In the tenth chapter, "From Mooresses to Odalisques: Representations of the Mooress in the Discourse of the Expulsion Apologists," Mercedes Alcalá-Galán turns to the post-exilic Muslim presence in Spain, in particular the spectral Morisca, despised as either lowly and tainted, or sensual and seductive. Each of these images served as a mirror of Spanish Christian anxieties regarding identity, sexuality, and gender. Prior to the expulsion, Morisco women had borne the brunt of the Spanish Church's and crown's culture war, and had long been approached simultaneously as objects of desire (slaves, prostitutes, physicians, performers) and of disdain. Their apparent virtues (such as chastity and cleanliness) served as an indictment of native Christian short-comings and, therefore, had to be converted into vices. Finally, in "'This Thing Alone Will Preserve Their Nation Forever': Circumcision and Conversion in the Early Modern Western Sephardic Communities," Yosef Kaplan shows how diasporic rabbis worked to make circumcision the essential prerequisite to formally rejoining the Jewish faith. In those countries that allowed Judaism in the early modern era, it was not the Inquisition but the rabbis who became the agents of conformity and the inflexible guardians of communal boundaries. Faced with an influx of Iberian New Christians who had learned to commute between or combine Christian and Jewish ritual, practice and belief, rabbinical authorities needed to segregate Jews in order to ensure their communities' survival. Insisting on circumcision became a key strategy for this, and they presented it as the analog to Christian baptism--a sine qua non for salvation and membership in the community.
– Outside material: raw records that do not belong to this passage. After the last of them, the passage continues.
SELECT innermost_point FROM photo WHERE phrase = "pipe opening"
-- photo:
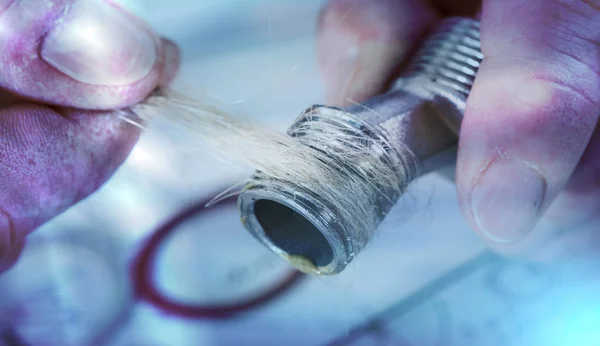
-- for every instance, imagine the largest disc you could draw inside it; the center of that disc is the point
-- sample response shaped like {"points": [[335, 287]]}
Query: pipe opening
{"points": [[292, 233]]}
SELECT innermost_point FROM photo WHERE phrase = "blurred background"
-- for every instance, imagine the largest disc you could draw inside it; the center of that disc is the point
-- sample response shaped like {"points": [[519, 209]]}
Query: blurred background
{"points": [[142, 262]]}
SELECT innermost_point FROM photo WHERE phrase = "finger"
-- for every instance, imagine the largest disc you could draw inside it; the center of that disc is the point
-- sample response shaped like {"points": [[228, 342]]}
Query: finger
{"points": [[579, 202], [50, 159], [531, 113], [78, 53], [361, 42]]}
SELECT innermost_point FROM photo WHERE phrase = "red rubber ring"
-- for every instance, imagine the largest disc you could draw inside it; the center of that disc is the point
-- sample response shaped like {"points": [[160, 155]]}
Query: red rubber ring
{"points": [[143, 276]]}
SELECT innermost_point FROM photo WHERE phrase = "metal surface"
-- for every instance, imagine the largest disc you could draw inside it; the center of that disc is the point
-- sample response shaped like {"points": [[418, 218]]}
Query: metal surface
{"points": [[419, 115]]}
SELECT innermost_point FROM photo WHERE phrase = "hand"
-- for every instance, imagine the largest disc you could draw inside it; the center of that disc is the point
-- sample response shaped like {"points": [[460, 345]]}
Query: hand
{"points": [[64, 65], [529, 146]]}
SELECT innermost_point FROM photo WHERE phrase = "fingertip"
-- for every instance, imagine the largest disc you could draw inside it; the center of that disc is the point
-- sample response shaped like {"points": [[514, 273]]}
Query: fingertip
{"points": [[361, 43], [521, 138]]}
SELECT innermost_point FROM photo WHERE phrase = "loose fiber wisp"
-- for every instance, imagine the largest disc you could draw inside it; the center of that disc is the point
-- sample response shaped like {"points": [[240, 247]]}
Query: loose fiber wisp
{"points": [[321, 190]]}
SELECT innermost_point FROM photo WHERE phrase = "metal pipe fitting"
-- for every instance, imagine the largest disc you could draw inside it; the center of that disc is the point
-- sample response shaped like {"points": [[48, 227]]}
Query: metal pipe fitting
{"points": [[420, 114]]}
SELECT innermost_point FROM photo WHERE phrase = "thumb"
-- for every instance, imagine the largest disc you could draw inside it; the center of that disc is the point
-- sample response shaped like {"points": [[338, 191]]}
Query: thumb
{"points": [[77, 53]]}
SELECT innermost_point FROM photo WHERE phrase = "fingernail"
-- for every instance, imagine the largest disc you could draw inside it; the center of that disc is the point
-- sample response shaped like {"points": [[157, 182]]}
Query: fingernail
{"points": [[97, 44], [507, 200]]}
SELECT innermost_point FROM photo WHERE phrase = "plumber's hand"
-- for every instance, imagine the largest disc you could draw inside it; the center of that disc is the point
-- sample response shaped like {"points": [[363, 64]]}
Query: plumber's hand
{"points": [[529, 147], [64, 64]]}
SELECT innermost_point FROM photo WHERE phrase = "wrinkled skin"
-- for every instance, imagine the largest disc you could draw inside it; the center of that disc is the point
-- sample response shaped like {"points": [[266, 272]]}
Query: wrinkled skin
{"points": [[529, 150], [59, 140], [529, 147]]}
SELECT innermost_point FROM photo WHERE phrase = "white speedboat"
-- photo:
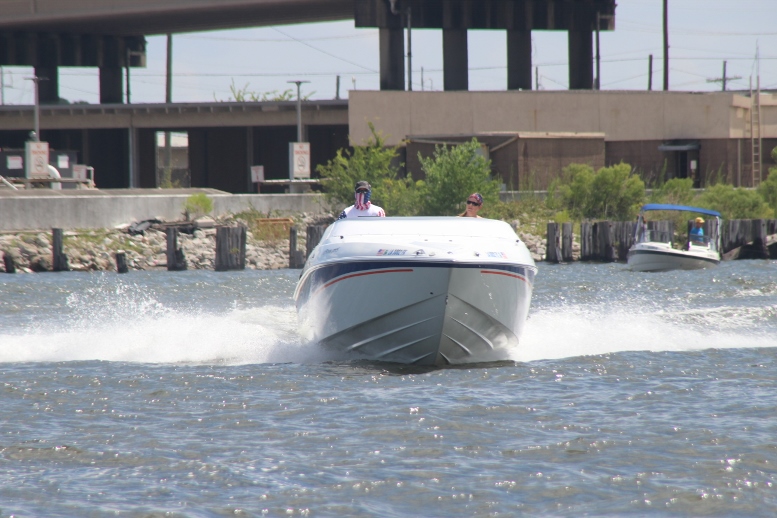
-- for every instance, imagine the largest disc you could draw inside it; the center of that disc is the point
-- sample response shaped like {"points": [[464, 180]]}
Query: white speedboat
{"points": [[654, 250], [421, 290]]}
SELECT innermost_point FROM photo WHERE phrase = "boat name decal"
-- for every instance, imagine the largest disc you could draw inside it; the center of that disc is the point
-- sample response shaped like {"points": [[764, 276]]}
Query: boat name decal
{"points": [[395, 251]]}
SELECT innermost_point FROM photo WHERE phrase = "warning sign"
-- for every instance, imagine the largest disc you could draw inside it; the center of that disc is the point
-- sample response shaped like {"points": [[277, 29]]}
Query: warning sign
{"points": [[299, 159]]}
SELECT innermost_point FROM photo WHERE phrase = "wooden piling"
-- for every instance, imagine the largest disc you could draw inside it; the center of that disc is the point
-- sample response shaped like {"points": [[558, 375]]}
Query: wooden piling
{"points": [[296, 258], [603, 242], [567, 238], [586, 241], [8, 262], [59, 259], [553, 249], [314, 234], [230, 248], [176, 261], [623, 233], [121, 262]]}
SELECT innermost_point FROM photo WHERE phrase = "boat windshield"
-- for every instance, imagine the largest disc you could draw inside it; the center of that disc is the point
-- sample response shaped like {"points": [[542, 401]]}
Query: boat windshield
{"points": [[423, 226]]}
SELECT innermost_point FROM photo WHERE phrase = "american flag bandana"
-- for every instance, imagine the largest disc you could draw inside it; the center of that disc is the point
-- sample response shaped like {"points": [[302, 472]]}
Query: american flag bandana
{"points": [[362, 200]]}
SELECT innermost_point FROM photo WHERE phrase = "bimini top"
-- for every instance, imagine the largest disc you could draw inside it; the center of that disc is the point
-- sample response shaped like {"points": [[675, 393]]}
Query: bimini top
{"points": [[661, 206]]}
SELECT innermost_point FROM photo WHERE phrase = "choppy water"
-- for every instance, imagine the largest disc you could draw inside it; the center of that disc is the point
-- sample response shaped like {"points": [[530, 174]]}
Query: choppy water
{"points": [[191, 394]]}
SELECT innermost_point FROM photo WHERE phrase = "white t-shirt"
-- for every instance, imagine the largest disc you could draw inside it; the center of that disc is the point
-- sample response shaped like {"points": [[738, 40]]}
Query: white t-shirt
{"points": [[372, 212]]}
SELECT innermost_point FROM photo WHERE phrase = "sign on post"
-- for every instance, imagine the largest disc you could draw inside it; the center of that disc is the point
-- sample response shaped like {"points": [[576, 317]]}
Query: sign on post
{"points": [[37, 159], [79, 171], [257, 173], [299, 160]]}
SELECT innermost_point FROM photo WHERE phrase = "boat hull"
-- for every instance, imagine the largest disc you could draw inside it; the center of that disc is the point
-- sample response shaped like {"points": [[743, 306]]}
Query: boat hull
{"points": [[419, 313], [646, 257]]}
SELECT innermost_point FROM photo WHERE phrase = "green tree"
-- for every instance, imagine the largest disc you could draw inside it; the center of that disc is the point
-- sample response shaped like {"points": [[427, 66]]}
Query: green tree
{"points": [[452, 174], [243, 95], [735, 203], [196, 205], [377, 164], [612, 192]]}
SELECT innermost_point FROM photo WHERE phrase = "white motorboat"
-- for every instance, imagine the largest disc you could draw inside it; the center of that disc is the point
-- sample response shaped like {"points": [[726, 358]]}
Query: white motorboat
{"points": [[654, 250], [420, 290]]}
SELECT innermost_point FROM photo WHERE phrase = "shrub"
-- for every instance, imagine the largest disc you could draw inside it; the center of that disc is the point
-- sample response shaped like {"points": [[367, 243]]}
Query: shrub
{"points": [[612, 192], [375, 163], [452, 174]]}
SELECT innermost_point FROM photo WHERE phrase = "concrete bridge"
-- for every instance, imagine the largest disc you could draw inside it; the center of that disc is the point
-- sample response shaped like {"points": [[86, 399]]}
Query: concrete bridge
{"points": [[48, 34], [117, 139]]}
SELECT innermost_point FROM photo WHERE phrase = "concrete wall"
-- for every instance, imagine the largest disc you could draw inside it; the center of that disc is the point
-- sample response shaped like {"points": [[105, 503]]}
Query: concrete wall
{"points": [[621, 116], [25, 210]]}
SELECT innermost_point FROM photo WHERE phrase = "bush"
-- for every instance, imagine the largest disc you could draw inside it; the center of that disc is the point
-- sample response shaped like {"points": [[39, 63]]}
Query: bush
{"points": [[452, 174], [375, 163], [197, 205], [611, 193]]}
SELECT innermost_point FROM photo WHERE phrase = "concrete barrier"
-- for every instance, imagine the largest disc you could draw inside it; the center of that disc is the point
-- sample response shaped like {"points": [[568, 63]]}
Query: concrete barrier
{"points": [[45, 209]]}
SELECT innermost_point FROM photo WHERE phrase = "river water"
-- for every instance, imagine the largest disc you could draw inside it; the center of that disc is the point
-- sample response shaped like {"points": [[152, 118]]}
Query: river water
{"points": [[191, 394]]}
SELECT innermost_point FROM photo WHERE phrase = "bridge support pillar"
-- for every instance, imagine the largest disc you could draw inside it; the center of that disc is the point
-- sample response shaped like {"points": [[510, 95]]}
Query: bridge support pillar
{"points": [[455, 59], [111, 74], [392, 60], [581, 74], [519, 60]]}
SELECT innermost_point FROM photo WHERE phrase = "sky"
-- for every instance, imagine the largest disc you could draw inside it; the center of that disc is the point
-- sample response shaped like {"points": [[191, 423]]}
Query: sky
{"points": [[209, 66]]}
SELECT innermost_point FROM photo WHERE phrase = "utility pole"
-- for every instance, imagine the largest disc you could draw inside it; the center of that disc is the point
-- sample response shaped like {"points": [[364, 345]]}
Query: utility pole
{"points": [[299, 152], [598, 71], [650, 72], [723, 79], [666, 46], [168, 100], [299, 108], [393, 4], [36, 114], [409, 52]]}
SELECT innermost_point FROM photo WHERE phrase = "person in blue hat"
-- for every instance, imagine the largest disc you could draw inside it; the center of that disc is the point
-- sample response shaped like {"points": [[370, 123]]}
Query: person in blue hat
{"points": [[362, 206], [474, 202]]}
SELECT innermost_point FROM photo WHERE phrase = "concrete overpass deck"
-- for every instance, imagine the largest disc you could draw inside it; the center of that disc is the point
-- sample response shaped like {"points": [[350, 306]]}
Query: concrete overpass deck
{"points": [[149, 17]]}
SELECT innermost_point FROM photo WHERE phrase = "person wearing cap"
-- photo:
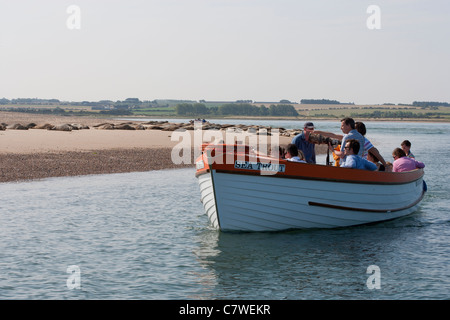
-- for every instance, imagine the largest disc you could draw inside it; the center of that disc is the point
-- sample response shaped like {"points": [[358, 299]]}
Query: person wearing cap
{"points": [[303, 144], [348, 127]]}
It is difficult to do justice in a short review to such a rich collection of essays. Taken as a whole, the studies here embody all of the strengths of a conference collection with none of the deficiencies. Although they include a range of approaches and range over several centuries and around the globe, the eleven chapters fit together with natural coherence. Comparisons between the Morisco and Converso experiences do not need to be belabored by the authors or the editor, but emerge as obvious through the common threads that run through these chapters: issues relating to the fungibility and mutability of religious identity, the propensity for individuals to manifest membership to more than group, the agency demonstrated by members of proscribed religious groups, and the effects that violence, oppression and marginalization had on the way that religious identity and communal boundaries were constructed and manipulated by both those in power and subordinate groups. Together they present a sophisticated and convincing view of the complexities of the situation of forced converts living in an age of aggressive religious conformity and emerging paradigms of national race. Quibbles are few. There are rare typos, as to be expected in any volume. The index is rudimentary; and the lack of an overall bibliography is an annoyance. But these are minor concerns given the consistent quality of the contributions. That cannot be said, however, for the cover price, which unfortunately puts this book out of the reach of most of the scholars and all of the students in the many fields that this collection relates to. Fortunately, it will almost certainly be found in every comprehensive research library.